ACID deployment can be scaled so that many different Web servers work with one database or so that different consoles have different access rights.

The search feature allows database exploration and correlation of events.

Database management allows clearing of alerts or moving them into an archive database. SGUIL is a powerful analysis platform for monitoring Snort events.

SGUIL is written in tcl/tk so it is possible to run on many different platforms.

SGUIL can quickly query the database and generate incident reports. SGUIL can even sanitize the report data so that your private IP information is not revealed.
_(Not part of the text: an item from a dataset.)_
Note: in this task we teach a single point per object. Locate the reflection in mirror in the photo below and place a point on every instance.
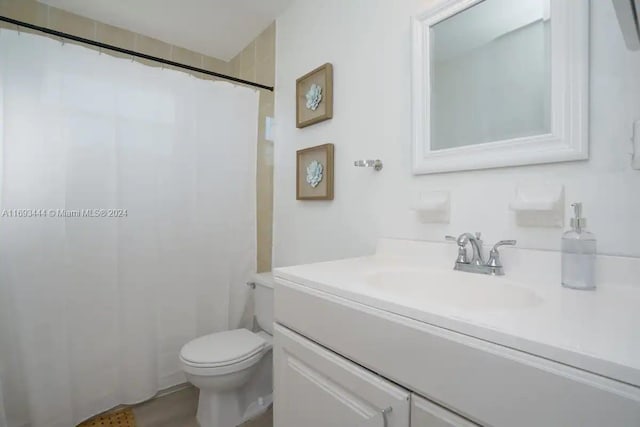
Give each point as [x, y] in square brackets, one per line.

Snort_stat.pl is Perl script that summarizes Snort event file information.

Run snort_stat.pl from a cron script and have it mail you the results. For added privacy, encrypt the data with PGP.

SnortSnarf processes Snort log files and creates a set of static HTML pages with various details and correlations between data. It can process various events that are not logged to a database—for example, portscan log files.

It is more useful to have SnortSnarf run periodically as a cron job.

If you provide SnortSnarf with a reference to your rules file, it will include rule-related information in its output, such as exploit database reference links or rule descriptions.

Take care to secure access to the Web server that SnortSnarf is posting your IDS information on. Attackers might be very interested in what your IDS is picking up.